The open adoption records bill that emerged from an emotional City Council debate this week is a considerably weakened version of the measure introduced a year ago by council member Hilda Mason (Statehood-At Large).

The legislation, which passed its first council test by a 7-to-2 vote, would open District of Columbia court and adoption agency records to adopted children after they reach the age of 21 and after they meet several other conditions. These include attempts to obtain the consent of their biological and adoptive parents. The council will vote a second time on the bill.

The original version of the bill would have allowed adoptees access to their records when they reached 18 and would not have required them to obtain parental consent.

The compromise bill did not totally please either side. Supporters of open adoption records argued that adoptees have a right to information about their heritage and the medical history of their biological parents. Opponents predicted that the legislation would result in an increase of black market adoptions and abortions if parents who give up their children can no longer be guaranteed anonymity.

A measure of the emotionally charged nature of the issue was the impassioned declaration of council member Willie Hardy (D-Ward 7) that she was "sick to my guts of this legislation . . . (It) will destroy the freedom and dignity" of biological parents who give up their children for adoption.

Hardy, the mother of an adopted child, said that "there will be fewer and fewer children offered for adoption" if the bill becomes law. After closing her argument against the bill with a plea that the council "support the rights of birth parents," she lowered her head and wiped tears from her eyes.

Mason said that as "the child of an adopted person (her father) who lived 76 years searching for his parents," she believes "there is more than one side to the issue." She said it was "a tragedy" that her father, "who prayed in tears every day that he would find his mother," could never find her.

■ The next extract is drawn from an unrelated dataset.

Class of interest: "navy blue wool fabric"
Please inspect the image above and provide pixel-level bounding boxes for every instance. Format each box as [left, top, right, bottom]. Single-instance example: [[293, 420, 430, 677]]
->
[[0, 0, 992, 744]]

The bill according to council member David A. Clarke (D-Ward 1), attempts to "balance the needs, desires, emotions, etcetera of what is sometimes called the adoption triangle," which is made up of the adoptee, the birth parents and the adoptive parents. Clarke is chairman of the judiciary committee that revamped the original bill to include the provision that the consent of birth parents must be sought before records can be opened.

Under present Law District records can be opened only when a court decides the information they contain will "promote or protect" the welfare of the adopted person. Courts have usually allowed access to information such as medical histories when adoptees can prove a serious need for it, but they have refused to disclose names of biological parents.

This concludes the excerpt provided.